Congress has sent President Obama bipartisan legislation that would remove a legal hurdle that has barred federal fishery regulators from raising catch limits along the line with Canada that divides Georges Bank between the two nations.
The president is expected to sign the International Fisheries Clarification Act, which took four years to clear Congress after the idea emerged from the Gloucester-based Northeast Seafood Coalition.
Vito Giacalone, policy director for the coalition, said the legislation will allow for increased catch limits on cod, haddock and most yellowtail flounder for fishermen out of Gloucester and other U.S. ports, while demonstrating that overfished stocks can be rebuilt over a longer time frame than the 10-year deadline in the Magnuson-Stevens Act.
The legislation was supported by the National Oceanic and Atmospheric Administration.
"We are pleased this legislation has passed," said NOAA Fisheries Administrator Eric Schwaab.

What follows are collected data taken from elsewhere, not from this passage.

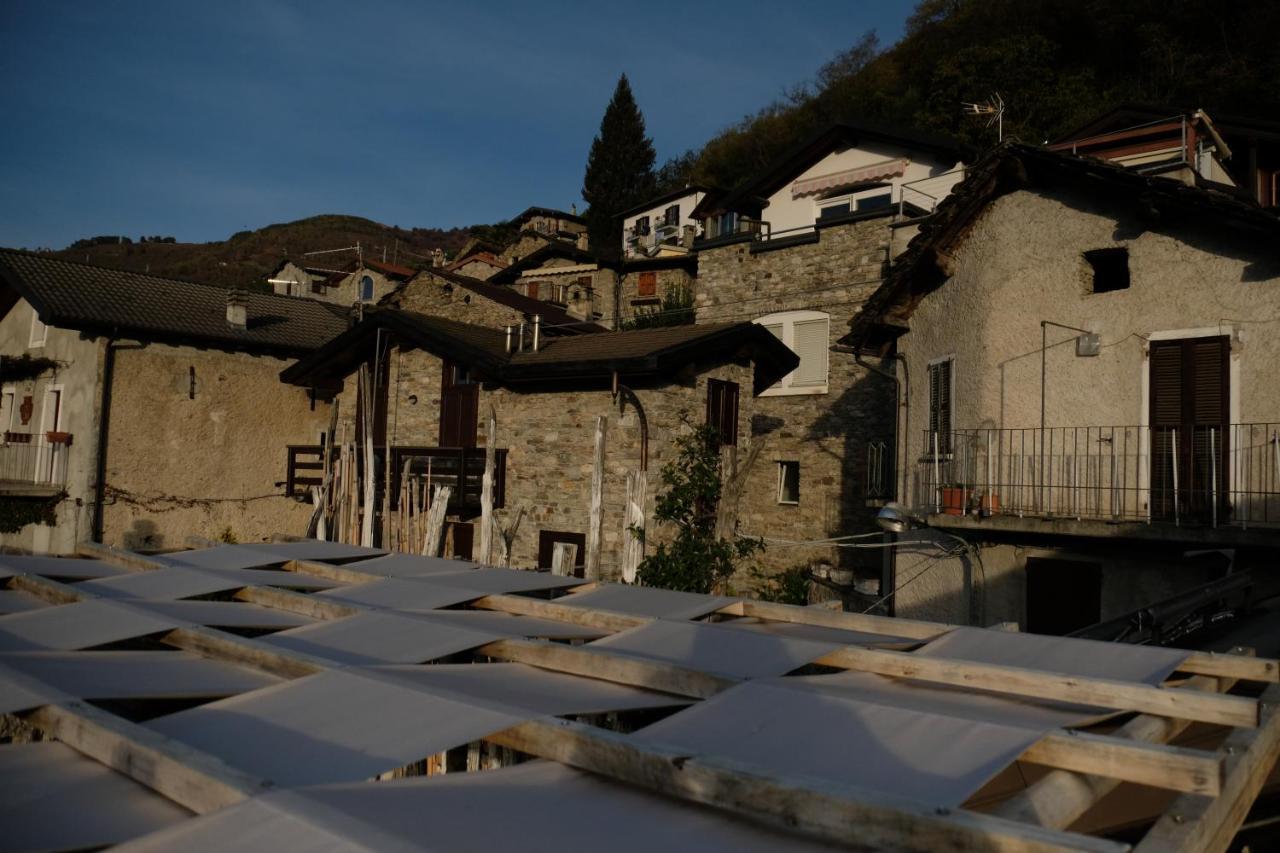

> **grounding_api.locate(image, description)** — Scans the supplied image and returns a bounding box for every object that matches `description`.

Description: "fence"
[913,424,1280,528]
[0,438,69,489]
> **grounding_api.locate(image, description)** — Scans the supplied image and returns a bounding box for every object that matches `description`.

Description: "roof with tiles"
[0,249,350,356]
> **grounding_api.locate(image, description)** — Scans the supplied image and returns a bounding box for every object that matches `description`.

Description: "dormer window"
[360,275,375,301]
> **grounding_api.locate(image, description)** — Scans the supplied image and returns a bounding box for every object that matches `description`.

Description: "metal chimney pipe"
[533,314,541,352]
[517,322,525,352]
[504,325,513,355]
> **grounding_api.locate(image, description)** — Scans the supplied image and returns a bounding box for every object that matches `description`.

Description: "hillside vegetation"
[668,0,1280,192]
[50,215,476,290]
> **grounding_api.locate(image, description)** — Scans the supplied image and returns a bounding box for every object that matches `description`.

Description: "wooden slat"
[728,598,947,641]
[162,626,325,680]
[5,573,90,605]
[75,541,168,572]
[486,717,1127,853]
[283,558,382,585]
[1134,682,1280,853]
[1179,651,1279,683]
[477,638,731,700]
[232,586,357,621]
[26,701,270,814]
[1021,730,1222,796]
[470,594,648,633]
[814,646,1259,728]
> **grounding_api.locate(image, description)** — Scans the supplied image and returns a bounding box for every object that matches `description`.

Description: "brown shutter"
[637,271,657,297]
[527,281,539,300]
[705,379,739,447]
[928,360,952,454]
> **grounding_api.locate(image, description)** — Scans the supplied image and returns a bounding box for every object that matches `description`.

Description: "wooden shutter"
[527,281,539,300]
[705,379,739,447]
[1149,337,1229,521]
[790,318,828,387]
[637,271,657,297]
[928,359,952,454]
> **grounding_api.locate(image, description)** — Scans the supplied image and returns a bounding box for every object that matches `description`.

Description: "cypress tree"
[582,74,656,257]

The primary beneficiaries are expected to be the big offshore boats that venture out for weeklong trips to Georges for yellowtail and scallops, which include a yellowtail bycatch.
Canada and the U.S. have fallen into disagreement over the catch limits on the three stocks, yellowtail, cod and haddock, jointly managed on Georges.
Unconstrained by the 10-year rebuilding schedules for overfished stocks that govern U.S. regulators, Canada has wanted higher catch limits but was constrained by the inability of their American counterparts to allow a more relaxed rebuilding time frame.
Giacalone and, in Congress, Rep. Barney Frank have questioned the wisdom of forcing overfished stocks to be rebuilt in 10-year terms, as written into the 1996 reauthorization of the Magnsuon Act by Congress under heavy pressure from hardline conservation groups.
"Whether fish recover in seven, nine or 11 years, it doesn't seem to me to be a moral issue," Frank told the Times earlier this year.